Schrödinger Equation – Generality of the Schrödinger Equation in Quantum Mechanics

Question

According to the Schrödinger equation
$$i \hbar \frac{d}{d t}\Psi(t) = H\Psi(t) \tag 1,$$
the transformation $U_t:\mathcal H\to \mathcal H: \Psi\mapsto \Psi(t)=e^{-itH}\Psi$ for every $t\in\mathbb R$ is a unitary transformation of the Hilbert space $\mathcal H$, and since from this equation,

$$U_tU_s=U_{t+s}\tag 2,$$
the mapping, $t\mapsto U_t$ it is a one-parameter subgroup of the unitary group.

Starting from the other direction, if we suppose that the evolution of the states is a one-parameter subgroup of the unitary group, Stone's theorem yields (1).

But, since quantum mechanical states are not elements of $\mathcal H$, but they are elements of the projective Hilbert space $\mathcal P(\mathcal H)$, time evolution isn't a one-parameter subgroup of the unitary group, but it is a one-parameter subgroup of the projective unitary group, that is, by Wigner's theorem, instead of (2), only
$$U_tU_s=\omega(t,s)U_{t+s}\tag 3$$
must hold, where $\omega(t,s)$ is a complex number of modulus $1$ depending on $t$ and $s$.

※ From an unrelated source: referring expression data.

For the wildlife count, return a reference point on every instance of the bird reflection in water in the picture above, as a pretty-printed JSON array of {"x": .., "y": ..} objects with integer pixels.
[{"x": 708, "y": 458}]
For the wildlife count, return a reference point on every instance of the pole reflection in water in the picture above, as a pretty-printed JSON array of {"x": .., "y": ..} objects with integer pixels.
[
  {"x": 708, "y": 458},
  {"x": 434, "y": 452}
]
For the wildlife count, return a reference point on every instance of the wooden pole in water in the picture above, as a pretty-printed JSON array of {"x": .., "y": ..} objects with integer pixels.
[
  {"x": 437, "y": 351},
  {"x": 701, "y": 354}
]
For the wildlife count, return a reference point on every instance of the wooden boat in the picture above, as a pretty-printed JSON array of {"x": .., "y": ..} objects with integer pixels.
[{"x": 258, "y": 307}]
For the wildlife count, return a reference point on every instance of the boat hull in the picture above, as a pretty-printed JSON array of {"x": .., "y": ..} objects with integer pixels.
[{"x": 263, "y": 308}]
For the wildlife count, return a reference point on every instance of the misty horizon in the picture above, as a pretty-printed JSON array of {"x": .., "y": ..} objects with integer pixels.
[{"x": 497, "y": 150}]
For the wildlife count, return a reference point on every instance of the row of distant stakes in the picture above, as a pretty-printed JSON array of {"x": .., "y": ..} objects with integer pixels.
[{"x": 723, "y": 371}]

From (2), Stone's theorem yields (1), but from (3), what theorem yields what?

Answer 1

There are two theorems relevant here. The former proves that actually, under natural hypotheses, the multipliers $\omega$ can be removed and one can safely apply the Stone theorem. This theorem is an immediate corollary of the Bargmann theorem as the Lie group $\mathbb{R}$ is (simply connected and) Abelian and its Lie algebra cohomology is trivial, or also can be directly proved (it was established by Wigner independently).

1. (Wigner-Bargmann) If $\mathbb{R}\ni t \mapsto U_t$ is a projective-unitary (so there are your $\omega$) representation such that $|\langle \psi|U_t\phi\rangle|$ is a continuous function of $t$ for every choice of $\psi,\phi$ in the Hilbert space, then it is possible to re-arrange the multipliers $\omega$ (by multiplying the $U_t$ with suitable phases $U’_t:= e^{if(t)}U_t$) in order to obtain a strongly-continuos properly unitary representation.

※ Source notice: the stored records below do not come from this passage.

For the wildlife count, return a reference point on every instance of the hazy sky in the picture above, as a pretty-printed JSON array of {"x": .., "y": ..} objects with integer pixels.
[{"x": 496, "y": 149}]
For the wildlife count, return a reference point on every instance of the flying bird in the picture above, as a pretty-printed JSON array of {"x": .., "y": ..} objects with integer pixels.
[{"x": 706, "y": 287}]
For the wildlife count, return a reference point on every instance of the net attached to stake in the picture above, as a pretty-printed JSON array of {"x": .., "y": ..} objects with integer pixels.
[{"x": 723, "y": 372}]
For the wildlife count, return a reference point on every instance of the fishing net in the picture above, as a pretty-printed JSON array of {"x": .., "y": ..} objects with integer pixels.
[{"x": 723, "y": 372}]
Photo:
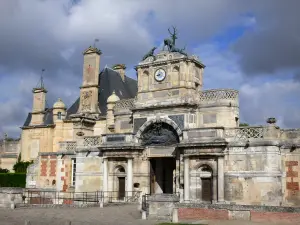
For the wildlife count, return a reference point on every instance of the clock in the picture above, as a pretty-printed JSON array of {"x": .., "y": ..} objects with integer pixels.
[{"x": 160, "y": 75}]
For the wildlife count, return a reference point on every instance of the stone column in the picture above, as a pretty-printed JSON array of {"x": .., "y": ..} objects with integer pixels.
[
  {"x": 159, "y": 176},
  {"x": 215, "y": 188},
  {"x": 220, "y": 179},
  {"x": 105, "y": 177},
  {"x": 59, "y": 183},
  {"x": 186, "y": 179},
  {"x": 129, "y": 177}
]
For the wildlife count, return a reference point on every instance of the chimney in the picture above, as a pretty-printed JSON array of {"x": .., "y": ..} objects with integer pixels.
[
  {"x": 39, "y": 104},
  {"x": 120, "y": 68}
]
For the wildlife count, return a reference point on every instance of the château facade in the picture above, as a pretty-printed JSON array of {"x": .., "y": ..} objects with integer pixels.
[{"x": 160, "y": 134}]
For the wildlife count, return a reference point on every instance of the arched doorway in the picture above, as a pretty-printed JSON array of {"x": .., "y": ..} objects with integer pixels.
[
  {"x": 120, "y": 175},
  {"x": 158, "y": 137},
  {"x": 206, "y": 182}
]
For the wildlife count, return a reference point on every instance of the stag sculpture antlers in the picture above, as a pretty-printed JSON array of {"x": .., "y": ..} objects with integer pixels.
[{"x": 170, "y": 43}]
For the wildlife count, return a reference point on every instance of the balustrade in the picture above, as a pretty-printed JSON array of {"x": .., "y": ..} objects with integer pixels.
[{"x": 67, "y": 145}]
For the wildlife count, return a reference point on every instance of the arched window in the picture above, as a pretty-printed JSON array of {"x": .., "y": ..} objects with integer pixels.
[{"x": 59, "y": 115}]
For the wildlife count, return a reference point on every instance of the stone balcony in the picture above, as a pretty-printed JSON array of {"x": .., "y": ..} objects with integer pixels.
[
  {"x": 219, "y": 97},
  {"x": 230, "y": 134},
  {"x": 67, "y": 146},
  {"x": 110, "y": 139}
]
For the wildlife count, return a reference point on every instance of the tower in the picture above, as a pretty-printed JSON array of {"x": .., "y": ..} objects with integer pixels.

The latter shows that, if the representation is unitary, continuity is almost automatic, since non Borel-measurable functions are really difficult to find.

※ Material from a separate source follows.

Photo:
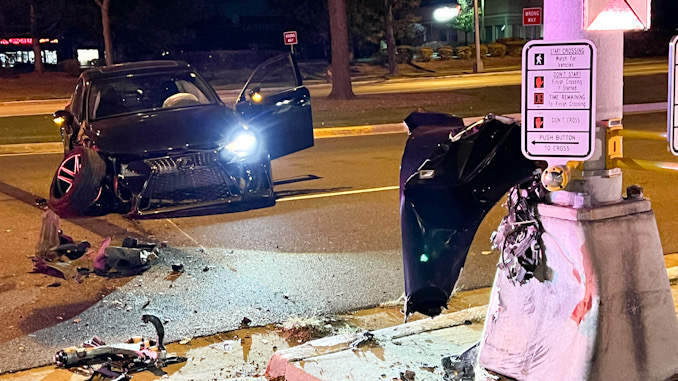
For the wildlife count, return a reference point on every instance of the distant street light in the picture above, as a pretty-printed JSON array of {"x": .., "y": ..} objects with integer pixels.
[{"x": 444, "y": 14}]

2. (von Neumann) if $\mathbb{R} \ni t \mapsto \langle \psi| U_t\phi\rangle$ is Borel measurable for every choice of $\psi,\phi$ of a separable Hilbert space where each $U_t$ acts as a unitary operator and the $U_t$ form a group representation of $\mathbb{R}$, then $t\to U_t$ is strongly continuous. So we can apply the Stone theorem.